History of R. Coe & Sons

1850 brought the introduction of watercress to Abinger Hammer, farming a ½ acre plot with help from John and Richard Coe.


1854 the Coe brothers bought Smith out.  As tenants to Wotton Estate (Evelyn Family) paying 5 shillings per year.  John and Richard Coe expanded the business renting land through the valley and had up to 25 acres renting land from five landlords;

Wotton Estate (Evelyn family) – the site here at Abinger Hammer

Abinger Hall Estate (Farrer family) – ‘Top Meadow’ by Grimms Kitchen in Abinger Hammer.

Bray Estate – Frog Island, Abinger Hammer, now Tillingbourne Trout farm.

Duke of Northumberland (Albury Estate) – Ford, Albury.

Duke of Norfolk.  Land was rented in Arundel to build watercress beds in 1888.


1888 it is believed that approximately 400 tons of watercress per year was grown.

The watercress was cut and packed straight into baskets to be sold loose in shops.


1897 John and Richard Coe terminated their partnership on 31 December of this year.

The land was divided between the pair of them and they conducted their own separate watercress companies.


1900. In the early turn of the century, Edward Coe, Richard’s son took over and amalgamated the two business’s together again trading under R. Coe & sons.

Watercress was cut in the early hours starting at 4.30 am to be sent to London on the 6.30am, 7.27 am, 8.05am and 8.40am trains from Gomshall to be distributed to shops on the same day it was harvested.

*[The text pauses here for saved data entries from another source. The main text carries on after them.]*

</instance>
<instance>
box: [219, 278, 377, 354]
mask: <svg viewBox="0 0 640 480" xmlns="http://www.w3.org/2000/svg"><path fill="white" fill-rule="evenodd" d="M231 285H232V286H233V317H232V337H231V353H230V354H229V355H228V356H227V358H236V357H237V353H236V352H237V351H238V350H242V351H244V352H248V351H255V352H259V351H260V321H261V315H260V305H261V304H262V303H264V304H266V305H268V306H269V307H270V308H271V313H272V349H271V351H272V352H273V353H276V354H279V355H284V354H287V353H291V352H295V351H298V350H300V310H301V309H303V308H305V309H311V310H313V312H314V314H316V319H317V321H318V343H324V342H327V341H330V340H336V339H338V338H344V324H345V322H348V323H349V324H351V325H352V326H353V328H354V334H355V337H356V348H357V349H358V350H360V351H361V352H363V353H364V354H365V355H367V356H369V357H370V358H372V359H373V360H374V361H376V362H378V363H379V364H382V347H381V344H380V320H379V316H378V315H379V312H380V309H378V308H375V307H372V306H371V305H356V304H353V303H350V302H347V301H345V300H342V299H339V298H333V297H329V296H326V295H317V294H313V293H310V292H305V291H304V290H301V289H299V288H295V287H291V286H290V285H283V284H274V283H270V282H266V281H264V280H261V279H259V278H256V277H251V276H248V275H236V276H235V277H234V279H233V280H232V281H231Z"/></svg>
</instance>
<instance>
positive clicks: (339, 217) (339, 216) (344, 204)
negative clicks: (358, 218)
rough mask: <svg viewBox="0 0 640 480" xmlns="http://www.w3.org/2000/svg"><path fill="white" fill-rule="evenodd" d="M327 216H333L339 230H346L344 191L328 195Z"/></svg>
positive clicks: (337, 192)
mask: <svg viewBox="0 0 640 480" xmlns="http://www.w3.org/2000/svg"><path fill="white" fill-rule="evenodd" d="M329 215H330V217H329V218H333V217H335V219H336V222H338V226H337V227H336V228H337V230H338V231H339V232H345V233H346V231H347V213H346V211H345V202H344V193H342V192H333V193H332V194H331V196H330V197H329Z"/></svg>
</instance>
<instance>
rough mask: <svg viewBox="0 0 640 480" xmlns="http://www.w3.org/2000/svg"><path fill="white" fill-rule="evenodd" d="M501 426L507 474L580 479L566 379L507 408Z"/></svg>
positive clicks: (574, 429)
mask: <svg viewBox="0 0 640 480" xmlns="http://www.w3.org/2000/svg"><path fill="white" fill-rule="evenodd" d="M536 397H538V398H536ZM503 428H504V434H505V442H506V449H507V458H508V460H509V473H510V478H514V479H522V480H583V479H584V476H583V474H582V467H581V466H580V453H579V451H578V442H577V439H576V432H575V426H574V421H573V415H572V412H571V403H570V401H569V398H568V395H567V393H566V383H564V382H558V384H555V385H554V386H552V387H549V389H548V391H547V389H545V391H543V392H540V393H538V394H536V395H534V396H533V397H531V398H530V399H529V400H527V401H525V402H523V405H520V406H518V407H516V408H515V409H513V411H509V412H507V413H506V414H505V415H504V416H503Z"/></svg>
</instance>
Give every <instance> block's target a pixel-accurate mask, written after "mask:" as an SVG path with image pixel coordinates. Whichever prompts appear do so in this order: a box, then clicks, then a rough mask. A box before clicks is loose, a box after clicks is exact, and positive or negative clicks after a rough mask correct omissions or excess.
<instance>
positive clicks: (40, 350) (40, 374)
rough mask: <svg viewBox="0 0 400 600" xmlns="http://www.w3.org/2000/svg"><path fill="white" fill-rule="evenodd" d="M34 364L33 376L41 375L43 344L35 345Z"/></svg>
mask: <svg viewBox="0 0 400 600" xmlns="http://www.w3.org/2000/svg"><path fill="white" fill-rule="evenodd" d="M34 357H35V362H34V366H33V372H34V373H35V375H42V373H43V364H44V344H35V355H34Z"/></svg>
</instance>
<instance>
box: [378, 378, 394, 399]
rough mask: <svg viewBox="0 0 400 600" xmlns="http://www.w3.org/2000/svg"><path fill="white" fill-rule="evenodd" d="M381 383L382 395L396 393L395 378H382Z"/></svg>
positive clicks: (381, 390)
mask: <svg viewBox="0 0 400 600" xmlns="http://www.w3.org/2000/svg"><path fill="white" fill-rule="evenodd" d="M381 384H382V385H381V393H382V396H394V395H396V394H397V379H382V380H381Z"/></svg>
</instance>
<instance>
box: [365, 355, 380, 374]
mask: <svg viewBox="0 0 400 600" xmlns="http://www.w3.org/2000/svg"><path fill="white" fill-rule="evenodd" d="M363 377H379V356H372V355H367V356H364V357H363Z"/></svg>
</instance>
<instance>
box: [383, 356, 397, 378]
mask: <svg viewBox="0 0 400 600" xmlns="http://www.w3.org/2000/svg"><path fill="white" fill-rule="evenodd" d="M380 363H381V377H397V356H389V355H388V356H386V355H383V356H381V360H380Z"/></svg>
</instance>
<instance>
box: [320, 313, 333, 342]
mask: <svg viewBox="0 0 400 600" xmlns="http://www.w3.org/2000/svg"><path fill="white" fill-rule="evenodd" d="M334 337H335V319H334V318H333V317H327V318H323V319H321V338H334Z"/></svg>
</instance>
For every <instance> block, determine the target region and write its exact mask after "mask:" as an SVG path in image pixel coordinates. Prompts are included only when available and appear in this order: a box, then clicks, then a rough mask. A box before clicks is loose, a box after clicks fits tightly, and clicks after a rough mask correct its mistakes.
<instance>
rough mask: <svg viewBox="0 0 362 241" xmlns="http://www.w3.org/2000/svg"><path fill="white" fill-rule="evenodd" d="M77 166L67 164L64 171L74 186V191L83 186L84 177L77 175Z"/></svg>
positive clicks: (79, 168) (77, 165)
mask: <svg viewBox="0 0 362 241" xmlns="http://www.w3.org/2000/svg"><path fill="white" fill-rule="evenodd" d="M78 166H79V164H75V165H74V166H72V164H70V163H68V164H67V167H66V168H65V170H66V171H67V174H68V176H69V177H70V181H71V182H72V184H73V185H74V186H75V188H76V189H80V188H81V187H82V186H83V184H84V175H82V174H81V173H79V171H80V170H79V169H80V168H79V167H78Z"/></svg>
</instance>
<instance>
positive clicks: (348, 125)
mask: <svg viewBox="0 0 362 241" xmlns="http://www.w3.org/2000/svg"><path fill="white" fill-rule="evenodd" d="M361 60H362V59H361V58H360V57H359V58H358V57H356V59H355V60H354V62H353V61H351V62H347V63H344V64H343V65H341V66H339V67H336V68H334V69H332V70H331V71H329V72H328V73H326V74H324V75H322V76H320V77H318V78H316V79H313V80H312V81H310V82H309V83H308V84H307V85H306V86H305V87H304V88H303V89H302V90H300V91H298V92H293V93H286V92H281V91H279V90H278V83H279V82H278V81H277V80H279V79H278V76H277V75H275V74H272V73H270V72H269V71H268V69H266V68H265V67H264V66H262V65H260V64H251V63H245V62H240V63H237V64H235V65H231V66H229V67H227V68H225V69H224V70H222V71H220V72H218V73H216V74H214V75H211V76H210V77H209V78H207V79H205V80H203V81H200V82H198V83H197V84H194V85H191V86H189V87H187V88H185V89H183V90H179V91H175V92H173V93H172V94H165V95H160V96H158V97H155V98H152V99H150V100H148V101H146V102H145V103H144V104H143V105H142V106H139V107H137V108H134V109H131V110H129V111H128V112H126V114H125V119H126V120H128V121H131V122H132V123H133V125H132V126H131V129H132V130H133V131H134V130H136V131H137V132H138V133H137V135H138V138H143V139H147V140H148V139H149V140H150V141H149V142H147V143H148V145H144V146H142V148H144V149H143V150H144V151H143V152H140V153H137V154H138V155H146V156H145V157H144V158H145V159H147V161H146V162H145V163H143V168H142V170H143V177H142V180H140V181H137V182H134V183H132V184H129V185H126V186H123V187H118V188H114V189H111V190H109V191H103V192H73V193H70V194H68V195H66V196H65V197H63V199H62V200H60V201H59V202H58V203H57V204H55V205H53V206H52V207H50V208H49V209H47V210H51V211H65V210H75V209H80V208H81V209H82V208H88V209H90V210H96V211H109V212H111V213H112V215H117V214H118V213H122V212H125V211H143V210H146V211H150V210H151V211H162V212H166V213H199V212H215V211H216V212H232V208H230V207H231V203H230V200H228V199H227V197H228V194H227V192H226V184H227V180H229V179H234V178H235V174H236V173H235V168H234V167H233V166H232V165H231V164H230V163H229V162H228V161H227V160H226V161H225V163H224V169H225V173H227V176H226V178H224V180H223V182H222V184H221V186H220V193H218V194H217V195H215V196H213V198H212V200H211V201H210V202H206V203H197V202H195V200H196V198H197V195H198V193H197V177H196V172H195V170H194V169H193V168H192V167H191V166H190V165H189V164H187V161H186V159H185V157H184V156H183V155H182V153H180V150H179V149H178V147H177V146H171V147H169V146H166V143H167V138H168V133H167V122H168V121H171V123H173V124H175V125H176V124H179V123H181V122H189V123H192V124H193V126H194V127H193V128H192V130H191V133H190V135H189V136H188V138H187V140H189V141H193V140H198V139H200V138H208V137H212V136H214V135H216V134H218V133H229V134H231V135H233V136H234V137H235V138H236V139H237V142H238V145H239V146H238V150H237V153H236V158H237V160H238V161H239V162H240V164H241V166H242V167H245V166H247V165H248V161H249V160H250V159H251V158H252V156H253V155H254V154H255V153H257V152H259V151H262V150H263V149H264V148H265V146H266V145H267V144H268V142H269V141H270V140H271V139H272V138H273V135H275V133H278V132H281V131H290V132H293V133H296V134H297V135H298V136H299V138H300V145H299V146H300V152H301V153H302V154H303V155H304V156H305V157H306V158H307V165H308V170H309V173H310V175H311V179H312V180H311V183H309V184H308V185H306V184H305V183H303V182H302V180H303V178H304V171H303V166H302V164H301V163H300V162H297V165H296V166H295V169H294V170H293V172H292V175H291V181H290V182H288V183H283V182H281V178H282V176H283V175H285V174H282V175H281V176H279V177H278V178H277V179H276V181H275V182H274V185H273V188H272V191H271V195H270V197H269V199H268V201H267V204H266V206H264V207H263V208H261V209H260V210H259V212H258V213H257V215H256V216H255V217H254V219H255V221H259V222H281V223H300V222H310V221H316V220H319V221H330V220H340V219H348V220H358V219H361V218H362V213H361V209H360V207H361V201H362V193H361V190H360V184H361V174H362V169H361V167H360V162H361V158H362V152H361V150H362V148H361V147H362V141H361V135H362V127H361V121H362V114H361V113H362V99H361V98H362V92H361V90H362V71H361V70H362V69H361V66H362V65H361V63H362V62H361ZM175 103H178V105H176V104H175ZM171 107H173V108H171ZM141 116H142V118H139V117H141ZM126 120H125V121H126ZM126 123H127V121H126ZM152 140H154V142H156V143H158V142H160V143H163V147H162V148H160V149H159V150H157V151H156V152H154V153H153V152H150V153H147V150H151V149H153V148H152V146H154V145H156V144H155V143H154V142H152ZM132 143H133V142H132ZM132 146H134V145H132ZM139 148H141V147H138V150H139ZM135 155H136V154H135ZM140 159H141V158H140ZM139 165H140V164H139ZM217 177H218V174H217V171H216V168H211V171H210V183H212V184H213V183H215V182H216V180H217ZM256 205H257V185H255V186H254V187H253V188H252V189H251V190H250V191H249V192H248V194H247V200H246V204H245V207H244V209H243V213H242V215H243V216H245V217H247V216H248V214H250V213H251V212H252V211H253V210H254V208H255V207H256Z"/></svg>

1950.  By the 1950’s Good Friday had become the biggest trading day of the year harvesting a minimum of 3 tons of watercress.  Due to the Bank holiday train service the railway would arrange for an extra coach especially for the watercress to be taken by steam train to London Bridge for the wholesale markets in London.


The 1950’s brought the introduction of bunching watercress.  To begin with they would bunch on a plank by the side of the beds.  The vaneer wood boxes with a separate lid tied with string.  36 bunches were packed in a box.


A shed was built later to bunch the watercress in.  This sits at the entrance to the site here at Abinger Hammer.


1967 a purpose built bunching shed was erected at Abinger Hammer.  A hydro-cooling tank was accommodated for in the new premises.  This meant that the temperature of the watercress could be reduced to 4 degrees centigrade before putting it into a built in cold room.  The watercress was then transported to London in the evening to be in the shops the following morning. The lKingfisher lable was given to new darker strain of watercress at this time and returned a better price back from market.


1968 watercress was now packed in poly-coated cardboard boxes only holding 20 bunches.  The improved packaging was better for the hydro- cooling process.

Transporting the watercress by road up to the London markets coincided with the improved packing methods.  Deliveries to Kings Cross, St. Pancreas and Euston were made for all the watercress’ northern destinations; Liverpool, Manchester, Leeds, Huddersfield, Hull, Nottingham, Leicester, Sheffield and Lancaster.


1970.  It was in this decade the redevelopment of the site at Abinger Hammer began.

The beds were reduced in size to 150 ft x 20 ft for better production.  The grass banked beds disappeared and concrete surrounds were built with a shingle base.  The updating of water channels were made so to have better control of the spring water feeding into the beds.  Concentrating on the main site at Abinger Hammer for all year round production meant that sites as distant as Arundel could be given up.


1971.  The postal strike made it’s mark here.  Trips up to the London Markets had to be made in order to collect payment for the watercress.  People in the village would ask Barrie to bring back the odd box of fresh produce and the idea of a shop was born.  The tiny premises then was stocked with an ample supply of locally grown fruit and vegetables from a then thriving market garden industry here in the valley.


Transporting the watercress by train from Gomshall continued until the late 1970’s.


1980.  By the beginning of this decade it was realised that redevelopment plans had to stop.  The demand for watercress was decreasing due to the demise of the high street greengrocer.  Sending to markets in the north of England ceased. Other sites in the valley were no longer required.  Grimm’s Kitchen (Top Meadow) at Abinger Hammer, Frog Island at Abinger Hammer, Ford at Albury were given up.


1985. The Watercress Harvester thought to be able to improve the efficiency of harvesting the watercress and not to be so labour intensive.  To use the machine effectively it required the crop to be level.  This was achieved by rolling it regularly.

After 2 years the machine was abandoned due to lack of quality in the harvesting.


Around the time ice packing watercress was introduced. Kingfisher Watercress was the first to merchandise watercress in such a way.  The price was now dictated by the grower, as up until now watercress had been sold on commission.


By the end of the 1980’s watercress was packed in polystyrene boxes with 15 bunches per box.  The ice pack and polystyrene worked as a mobile fridge giving the watercress a much better shelf life.


1998 the site at Abinger Hammer was reduced even further.  Demand in sales had dropped considerably and the last six beds were split into twelve to allow for all year round production to continue.